In those days, I received books at least three times a week. Valery Medvedev’s Barankin’s Fantasy World was perhaps the first book to shape my sense of the natural world. It was a pre-Robert Macfarlane time. In his dream, Barankin takes the form of an insect, though I cannot remember which exactly, and the story is told from that perspective. He regained his human form and I breathed a sigh of relief. I couldn’t look at a bird or an insect the same way after that, imagining the dangers they faced daily.

Among the BBC list is Arundhati Roy’s The God of Small Things, a book that continues to be, in my mind, one of the most poetic works of prose that I have read. I return to it from time to time to remind myself of its rhythm, to remind myself of how pain expresses itself.

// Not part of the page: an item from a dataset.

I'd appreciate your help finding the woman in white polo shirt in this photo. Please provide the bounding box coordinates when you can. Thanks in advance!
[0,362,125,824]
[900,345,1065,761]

As I write this, thinking about writers like Naipaul and Zadie Smith, whom I read for ideas, Arundhati Roy and Rohinton Mistry for storytelling, I think about what each of these writers means to me personally. I realize that I do not so much remember characters as I do the language and the ideas presented. Perhaps this is why my current reading list comprises more biographies and travel writing – Pico Iyer, Edward Said’s Out of Place, Oliver Sacks’ On The Road, Ruth Reichl’s various memoirs of food – worlds that offer creative spaces, experiences that one either connects with or feels distant from. Each is valuable.

The BBC’s list is, of course, not an exhaustive one. It is simply a selection of books that shaped the world of a few people.

However, I couldn’t resist the urge to wonder what our selection of books would look like. What sort of reading sensibility would it highlight and what story would it tell, of our social and cultural development?